The Wall Street Journal reported this morning that Toyota is putting the brakes on its factory building activities in the US, once the new plant for Highlander crossovers in Tupelo, Mississippi is finished in 2010. Toyota has already scaled back its plans for the Tupelo plant, reducing initial production capacity from 200,000 to 150,000 vehicles and delaying its opening date from 2009 to 2010.
It seems that the company is concerned about several factors - increased US labor and material costs, a geographically diverse North American manufacturing base, and the quality problems that have uncharacteristically confronted Toyota for the past few years. Also, the company is in the unfamiliar position of having excess production capacity at its North American plants (it can build about 100,000 more Tundras per year than it's on pace to this year).
Over the years, Toyota has built factories in the US for two main reasons: to build political support in as many communities/states as possible, and to provide a sort of "insurance policy" against protectionist policies and currency fluctuations that would make putting all of its factory "eggs" into one basket potentially disastrous.

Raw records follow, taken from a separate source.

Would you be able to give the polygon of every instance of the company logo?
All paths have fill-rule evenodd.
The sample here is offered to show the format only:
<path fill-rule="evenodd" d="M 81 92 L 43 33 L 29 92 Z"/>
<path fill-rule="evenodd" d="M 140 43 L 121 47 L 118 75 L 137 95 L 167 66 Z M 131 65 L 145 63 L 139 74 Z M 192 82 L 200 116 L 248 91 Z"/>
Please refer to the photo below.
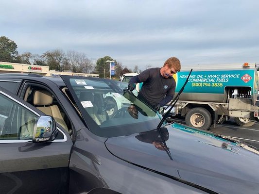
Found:
<path fill-rule="evenodd" d="M 0 64 L 0 68 L 2 69 L 13 69 L 14 67 L 10 65 Z"/>
<path fill-rule="evenodd" d="M 41 67 L 35 67 L 35 66 L 29 66 L 28 67 L 28 68 L 29 70 L 38 70 L 38 71 L 41 71 L 42 69 Z"/>
<path fill-rule="evenodd" d="M 245 83 L 247 83 L 250 80 L 252 80 L 252 77 L 246 74 L 241 77 L 241 79 Z"/>

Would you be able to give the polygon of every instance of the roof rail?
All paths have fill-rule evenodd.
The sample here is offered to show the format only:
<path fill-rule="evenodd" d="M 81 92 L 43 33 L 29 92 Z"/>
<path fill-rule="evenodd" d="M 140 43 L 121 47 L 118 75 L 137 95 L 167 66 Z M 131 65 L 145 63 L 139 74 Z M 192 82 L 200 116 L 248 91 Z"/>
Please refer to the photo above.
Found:
<path fill-rule="evenodd" d="M 35 73 L 0 73 L 0 75 L 2 76 L 26 76 L 30 77 L 43 77 L 41 75 L 36 74 Z"/>

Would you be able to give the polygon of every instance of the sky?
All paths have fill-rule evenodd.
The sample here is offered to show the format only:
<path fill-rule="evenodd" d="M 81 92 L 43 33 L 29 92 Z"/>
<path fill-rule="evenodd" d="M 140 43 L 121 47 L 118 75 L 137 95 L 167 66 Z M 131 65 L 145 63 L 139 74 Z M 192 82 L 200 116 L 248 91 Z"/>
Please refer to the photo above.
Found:
<path fill-rule="evenodd" d="M 259 64 L 256 0 L 8 0 L 0 2 L 0 36 L 19 54 L 61 49 L 124 67 Z"/>

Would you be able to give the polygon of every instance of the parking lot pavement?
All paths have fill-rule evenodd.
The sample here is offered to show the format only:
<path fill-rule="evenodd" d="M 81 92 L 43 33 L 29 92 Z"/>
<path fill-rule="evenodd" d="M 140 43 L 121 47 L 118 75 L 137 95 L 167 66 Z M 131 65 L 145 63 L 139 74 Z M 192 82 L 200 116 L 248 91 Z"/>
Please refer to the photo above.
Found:
<path fill-rule="evenodd" d="M 177 118 L 174 120 L 185 124 L 183 119 Z M 222 125 L 218 125 L 216 128 L 209 129 L 209 131 L 233 137 L 259 148 L 259 122 L 256 122 L 252 127 L 245 128 L 239 126 L 234 119 L 230 119 Z"/>

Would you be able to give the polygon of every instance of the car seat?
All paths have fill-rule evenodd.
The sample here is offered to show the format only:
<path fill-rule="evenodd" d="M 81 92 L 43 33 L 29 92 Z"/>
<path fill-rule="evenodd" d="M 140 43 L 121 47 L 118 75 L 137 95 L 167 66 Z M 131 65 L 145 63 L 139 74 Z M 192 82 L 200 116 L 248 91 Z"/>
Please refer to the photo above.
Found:
<path fill-rule="evenodd" d="M 52 104 L 52 94 L 47 90 L 35 90 L 33 95 L 33 104 L 47 115 L 52 116 L 56 122 L 69 132 L 68 126 L 64 120 L 59 108 Z"/>

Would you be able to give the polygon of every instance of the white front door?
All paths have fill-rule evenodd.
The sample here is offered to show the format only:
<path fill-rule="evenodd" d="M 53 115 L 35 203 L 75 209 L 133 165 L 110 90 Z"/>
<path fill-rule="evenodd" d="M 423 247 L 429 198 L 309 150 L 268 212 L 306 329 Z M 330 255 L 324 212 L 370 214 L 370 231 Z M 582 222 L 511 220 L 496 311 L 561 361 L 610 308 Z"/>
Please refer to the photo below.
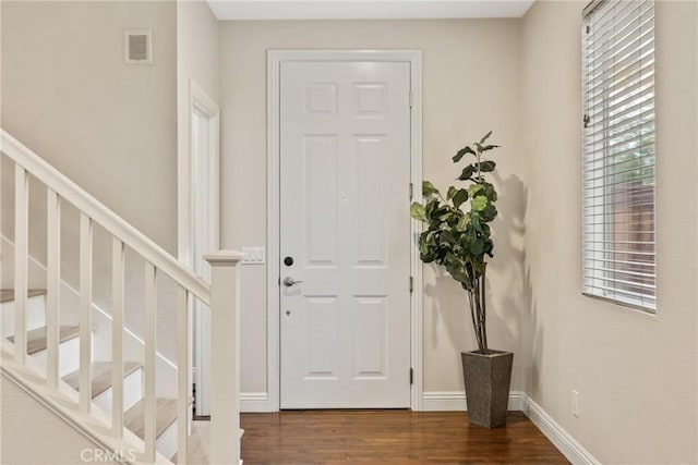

However, with the Japanese yen being inexpensive relative to the dollar, it's more profitable for Toyota to import cars from Japan.
According to the article, the policy shift was driven by two of the company's former presidents: Shoichiro Toyoda (1981-1992) and Hiroshi Okuda (1995-1999) who are still members of the company's board. These men were concerned that Toyota has built too many plants in the US too quickly, and hadn't fully considered the economics of the decisions.
The supply chain complexities that come from a geographically diverse manufacturing base (Toyota has plants for engines, parts, or vehicles in eight states). Toyota's four most recent assembly plant projects have only one production line each (the most efficient plants Toyota operates have two or more lines).
In contrast, most of Toyota's factories in Japan are concentrated in Toyota City, which makes the supply chain much easier and less expensive to manage, and most of the company's plants in Japan can build up to six different models each, instead of one or two built in the company's North American plants.
My take: It appears that Toyota has allowed themselves to become a little complacent over the years...almost making very expensive factory construction decisions on auto pilot, when there may have been a better alternative. I congratulate them on identifying the problem before it's too late, like most of their domestic competition did for the past two decades. If Toyota's record profits of the past year or two are coming on the back of some fundamentally unsound decisions like these, imagine what they can accomplish if they sharpen their focus and concentrate more on profitability and cost reductions than on political goodwill and making the "automatic" choice.